Prise de court par la question, la scientifique se mit à y réfléchir. Oui, cela ne lui aurait pas déplu d'exercer une profession liée à son nouveau centre d'intérêt. Mais cela ne dépasserait sans doute jamais le stade de la rêverie, elle voyait mal l'organisation la laisser délaisser les recherches qu'ils lui imposaient au profit d'un métier qu'ils devaient juger comme le plus futile qui soit…
« Non…L'idée m'as bien déjà effleuré mais je ne pense pas que je puisse la concrétiser, alors j'y ait définitivement renoncé… Ce ne sera jamais qu'un hobby, personne ne portera un jour mes créations…. »
La lycéenne tourna doucement les pages du carnet.
« Tu sais, je n'y connais pas grand-chose mais je cois quand même que tu es doué… Peut-être que tu devrais te donner ta chance… »
Un soupir franchit les lèvres de la scientifique tandis qu'elle secoua doucement la tête.
« Ce n'est pas une question de talent ou non… C'est juste que…Je ne peux pas, voilà tout… »
« Mais si c'est ce que tu veux et que tu as la capacité de le faire alors… »
Shiho balaya l'objection de son amie d'un geste irrité.
« On n'as pas toujours la possibilité de faire ce que l'on a envie…de devenir ce que l'on voudrais devenir…Alors, il faut que je me contente de ce que je peux faire…et surtout de ce que je peux être, voilà tout. De toutes façon, ces esquisses ne peuvent être intéressante que pour un amateur. Comme je n'ai pas de modèles, elles sont truffées d'erreur de perspective et de proportions… »

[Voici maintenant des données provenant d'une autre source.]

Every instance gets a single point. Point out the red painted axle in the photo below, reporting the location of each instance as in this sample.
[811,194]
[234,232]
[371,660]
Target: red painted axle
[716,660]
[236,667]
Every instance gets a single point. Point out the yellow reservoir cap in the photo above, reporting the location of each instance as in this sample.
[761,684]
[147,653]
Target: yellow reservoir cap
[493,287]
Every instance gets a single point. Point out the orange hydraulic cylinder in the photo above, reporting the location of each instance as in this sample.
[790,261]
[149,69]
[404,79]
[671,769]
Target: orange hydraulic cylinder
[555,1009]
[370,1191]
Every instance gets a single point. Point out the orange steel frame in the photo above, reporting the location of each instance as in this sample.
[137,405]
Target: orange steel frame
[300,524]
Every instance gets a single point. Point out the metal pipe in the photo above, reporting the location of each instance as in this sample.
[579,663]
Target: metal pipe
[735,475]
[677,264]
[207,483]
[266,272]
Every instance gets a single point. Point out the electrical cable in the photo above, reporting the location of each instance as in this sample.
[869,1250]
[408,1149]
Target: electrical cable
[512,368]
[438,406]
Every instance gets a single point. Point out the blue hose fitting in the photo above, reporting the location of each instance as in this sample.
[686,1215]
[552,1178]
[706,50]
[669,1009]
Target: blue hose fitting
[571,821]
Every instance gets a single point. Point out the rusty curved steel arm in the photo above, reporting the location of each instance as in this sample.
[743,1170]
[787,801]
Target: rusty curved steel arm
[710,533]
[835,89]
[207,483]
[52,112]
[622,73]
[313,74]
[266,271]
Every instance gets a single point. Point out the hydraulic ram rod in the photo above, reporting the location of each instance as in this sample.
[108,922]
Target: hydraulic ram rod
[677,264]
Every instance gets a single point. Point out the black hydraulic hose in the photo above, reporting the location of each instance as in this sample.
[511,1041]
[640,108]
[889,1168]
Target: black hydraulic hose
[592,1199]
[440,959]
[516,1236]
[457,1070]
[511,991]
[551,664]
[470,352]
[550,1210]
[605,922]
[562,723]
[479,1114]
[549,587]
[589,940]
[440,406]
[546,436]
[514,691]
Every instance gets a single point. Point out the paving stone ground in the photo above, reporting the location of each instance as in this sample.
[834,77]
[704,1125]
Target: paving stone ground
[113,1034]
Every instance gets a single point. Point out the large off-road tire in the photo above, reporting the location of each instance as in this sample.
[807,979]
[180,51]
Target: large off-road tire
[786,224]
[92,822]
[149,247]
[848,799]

« Mais dans ce cas, pourquoi est ce que tu ne demande pas à une de tes amies de te servir de modèle ? »
La chimiste renifla.
« Je n'ai pas d'amies, je n'en ait jamais eue… »
« Mais ce n'est plus le cas, maintenant… Après tout, je suis...je peux te servir de modèle…si tu veux… »
Ran baissa timidement les yeux devant le regard décontenancé de la chimiste. Le silence perdura quelques instants avant d'être brisé par la propriétaire des lieux.
« Tu es sûre que ça ne te dérange pas ? »
« Mais non, pas du tout…Au contraire, ça me ferait plaisir de t'aider.. »
Shiho scruta d'un regard énigmatique l'expression joyeuse de son amie…Non, de son futur cobaye…
Finalement, elle sortit de son immobilité pour s'emparer d'une chaise qu'elle disposa juste devant celle où était assise son invitée avant de se pencher vers elle.
Ran tressaillit légèrement quand elle sentit les mains de la scientifique se poser sur son visage pour le disposer doucement mais fermement dans la position qui lui convenait la mieux.
Lorsqu'elle estima que la pose de son modèle lui convenait, la dessinatrice s'installa en face d'elle, après avoir posé sur ses genoux son carnet de dessin dont elle entreprit de noircir une page blanche.
Après tout, c'était en montrant à son dernier sujet d'expérience ses esquisses qu'elle avait réussi à détourner son attention, elle pouvait bien réemployer la méthode…Et puis, elle n'aurait sans doute guère d'autre occasion de trouver un modèle, alors autant joindre l'utile à l'agréable et profiter de celle que lui offrait sa victime, tout en dissipant la méfiance qu'elle devait dissimuler derrière son air faussement naïf.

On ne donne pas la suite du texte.